Chiles en nogada incorporates the colors of the Mexican flag -- red, white and green -- and that makes it a popular dish for Mexican Independence Day (contrary to popular belief, this is not Cinco de Mayo). It starts with a poblano chili. This is filled with picadillo, a savory-sweet mixture that includes ground beef, raisins and nuts, then topped with a white, creamy walnut sauce and sprinkled with pomegranate seeds.

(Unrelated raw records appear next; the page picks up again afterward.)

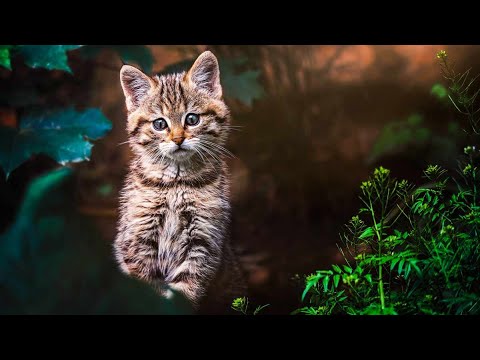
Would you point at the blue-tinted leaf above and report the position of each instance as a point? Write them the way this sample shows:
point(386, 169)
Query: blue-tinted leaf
point(51, 57)
point(63, 135)
point(52, 260)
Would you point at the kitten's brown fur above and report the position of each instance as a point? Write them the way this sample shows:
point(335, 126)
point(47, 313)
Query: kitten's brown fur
point(174, 207)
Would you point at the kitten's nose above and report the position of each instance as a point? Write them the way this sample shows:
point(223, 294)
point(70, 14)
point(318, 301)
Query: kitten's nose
point(178, 140)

Fresh poblanos are more readily available in regular grocery stores, and the only other ingredient that might trip you up is bisnaga, or candied cactus. Dried apricots (unsulphured only) are a decent substitute. Ideally, find your nuts whole, then crack and chop them yourself for the freshest taste. The sauce often includes sour cream -- did you know you can easily make your own using buttermilk and cream? The shelf version often contains stabilizers like guar gum.
Lots of traditional Mexican beverages drunk around the holidays are perfect for the whole-foods treatment. Atole is one of the most popular during colder-weather holidays like the Christmas season or during Dia de los Muertos (Day of the Dead) because it's rich and warming. When made with chocolate, it's called champurrado. As with other hot drinks, you can find mixes, but of course you'll want to make them from scratch. Atoles start with masa -- either fresh or as masa harina. It's dissolved in milk, with piloncillo (or brown sugar as a substitute) and either chocolate or crushed fruit added.
These are just a couple of Mexican holiday recipes to get you rolling with the idea of combining Mexican cuisine and whole-foods cooking. It's more work, but the results are delicious.